Sometimes we meet at a playground or petting zoo (animals, needless to say), and sometimes we have lunch. This one was a pub lunch to mark the return of one of the dads to full time work the next week. He was mostly relieved as far as I could gather, financially and identity wise. He has a slight Rob Brydon twang, and the first time we met he said 'it's the mundanity of it [child care] that gets to me'. I was in the first flush of staying at home at the time. Six months on and I know what he means. Monotony would be my word of choice, but it's the same cry for help. 

So, three dads and three kids, none older than three. We found our table and got on with chatting, ordering and keeping the kids busy with the usual range of crayons, books, cutlery and crawling under the table. It being a week day, most of the other tables were full of retired folk. There were a few business lunches going on, and it still makes my heart constrict to see a man in a suit at lunch. I hated business lunches.

An elderly woman who'd been dining with her husband stopped by our table on her way out, and that's when it came. A double barrel of praise and wonder at us being dads looking after our kids, and weren't they well behaved, surely that must be because they were with their fathers. Surely. 

Best of all, she assumed out loud that this was a one off and we were helping our other halves out for the day. When we explained this was our full time role, she nearly fainted, then explained she was nearly 80, and in her day men were not and could not be involved. I tried to catch her husbands glance to see if there was a glimmer of objection. But his eyes were dead. He hovered a pace behind her, silently, patiently waiting for her to finish, a mild smile set on his face. 

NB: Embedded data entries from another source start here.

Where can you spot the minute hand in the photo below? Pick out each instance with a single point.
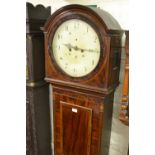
(89, 50)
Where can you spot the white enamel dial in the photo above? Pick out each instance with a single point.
(76, 48)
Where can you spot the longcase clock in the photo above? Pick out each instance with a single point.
(37, 99)
(82, 61)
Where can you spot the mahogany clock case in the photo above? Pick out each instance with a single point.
(82, 107)
(105, 76)
(38, 136)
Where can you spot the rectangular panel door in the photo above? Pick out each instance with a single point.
(75, 129)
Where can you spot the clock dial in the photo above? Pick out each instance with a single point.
(76, 48)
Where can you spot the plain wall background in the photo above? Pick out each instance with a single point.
(119, 9)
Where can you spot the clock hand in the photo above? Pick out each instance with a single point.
(76, 48)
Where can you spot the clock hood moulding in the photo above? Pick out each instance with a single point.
(109, 22)
(105, 77)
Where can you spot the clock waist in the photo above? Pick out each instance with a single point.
(81, 87)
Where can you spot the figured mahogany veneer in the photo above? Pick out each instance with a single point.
(82, 107)
(124, 111)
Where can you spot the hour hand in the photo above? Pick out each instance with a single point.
(69, 46)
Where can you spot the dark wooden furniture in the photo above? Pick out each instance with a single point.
(37, 94)
(82, 107)
(124, 111)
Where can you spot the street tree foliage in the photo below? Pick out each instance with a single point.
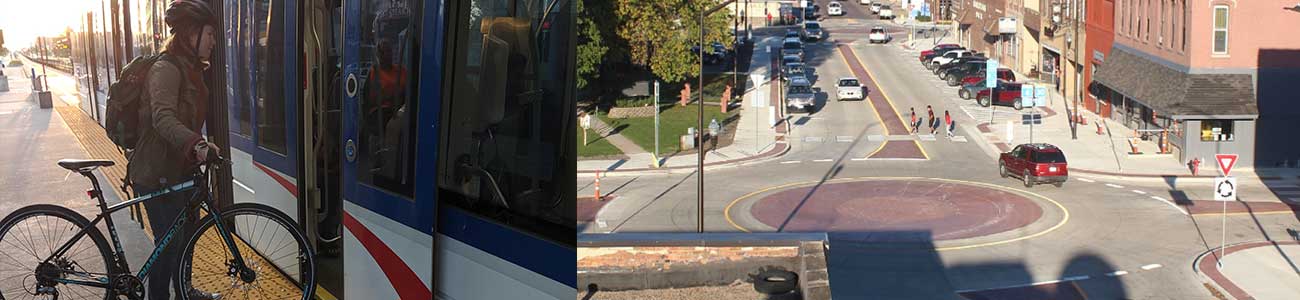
(592, 46)
(659, 34)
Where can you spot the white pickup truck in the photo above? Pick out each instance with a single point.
(948, 57)
(878, 35)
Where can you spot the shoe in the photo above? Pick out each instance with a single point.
(200, 295)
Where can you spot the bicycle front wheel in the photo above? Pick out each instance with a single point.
(278, 262)
(34, 233)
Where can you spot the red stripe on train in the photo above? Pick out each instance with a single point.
(403, 279)
(286, 183)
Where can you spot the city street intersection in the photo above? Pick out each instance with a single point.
(928, 217)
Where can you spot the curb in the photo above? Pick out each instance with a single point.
(778, 150)
(1227, 286)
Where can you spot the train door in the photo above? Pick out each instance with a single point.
(388, 138)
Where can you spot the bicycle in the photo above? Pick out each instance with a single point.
(64, 268)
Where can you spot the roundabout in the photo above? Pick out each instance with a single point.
(950, 213)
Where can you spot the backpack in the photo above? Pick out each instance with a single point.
(128, 104)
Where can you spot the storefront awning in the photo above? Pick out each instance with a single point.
(1177, 94)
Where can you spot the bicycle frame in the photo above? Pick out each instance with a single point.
(120, 262)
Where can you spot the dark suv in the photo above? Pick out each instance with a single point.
(1008, 95)
(1035, 164)
(960, 62)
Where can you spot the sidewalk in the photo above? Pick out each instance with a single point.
(1255, 270)
(754, 139)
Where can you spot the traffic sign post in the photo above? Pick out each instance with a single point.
(1225, 190)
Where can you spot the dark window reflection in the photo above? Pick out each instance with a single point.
(388, 60)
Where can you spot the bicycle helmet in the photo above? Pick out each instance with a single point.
(185, 14)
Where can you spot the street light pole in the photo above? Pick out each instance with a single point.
(700, 134)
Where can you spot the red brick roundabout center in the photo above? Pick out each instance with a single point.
(947, 209)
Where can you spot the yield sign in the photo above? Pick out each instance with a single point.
(1226, 162)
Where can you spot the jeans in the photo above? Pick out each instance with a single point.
(163, 212)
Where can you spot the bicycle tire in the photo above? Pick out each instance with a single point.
(251, 252)
(78, 222)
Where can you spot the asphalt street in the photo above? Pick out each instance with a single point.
(1118, 239)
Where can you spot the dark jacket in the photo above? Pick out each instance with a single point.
(165, 152)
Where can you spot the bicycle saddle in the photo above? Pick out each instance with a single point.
(83, 165)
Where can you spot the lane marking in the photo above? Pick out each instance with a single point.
(1065, 213)
(1075, 278)
(1171, 204)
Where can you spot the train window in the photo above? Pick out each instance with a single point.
(388, 96)
(508, 81)
(268, 52)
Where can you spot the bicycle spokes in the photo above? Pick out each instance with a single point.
(25, 272)
(271, 260)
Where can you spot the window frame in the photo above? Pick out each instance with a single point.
(1214, 29)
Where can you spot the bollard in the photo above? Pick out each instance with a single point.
(598, 186)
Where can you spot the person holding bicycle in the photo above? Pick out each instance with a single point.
(170, 144)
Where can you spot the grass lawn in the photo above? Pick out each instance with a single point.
(596, 147)
(672, 124)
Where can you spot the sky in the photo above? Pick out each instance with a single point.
(25, 20)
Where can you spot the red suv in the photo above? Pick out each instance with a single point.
(1008, 95)
(1035, 164)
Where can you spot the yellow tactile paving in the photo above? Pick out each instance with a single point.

Is that the deal we've made, I wonder? It's a familiar sight of chatty older woman and patient partner waiting, not joining. Will that be reversed or equalised by at least sharing home building? I'm urging myself to make new friends and find playmates for Woody and Eliza. During the week I run the rhythm of the house (and pick up clothes from the floor). At the weekend my wife will step back in for some of this and the passivity I feel makes me sadly cross. During the week, this is my domain. 'You'll need to put those potatoes on now if we're going to eat before 6' is sometimes the best I manage at the weekend. But are we building an equal space for when/if we finally manage to retire? I hope so. 

Anyway, the praise was lovely of course. And I get it fairly often from the older generation, in playgrounds or post office queues. I'm guessing they don't randomly praise women out with their kids. What they're doing is normal, but we, apparently, are super dads. Of course we are... 


"Woody, stop fussing, I'll come and help you when I've finished writing my blog."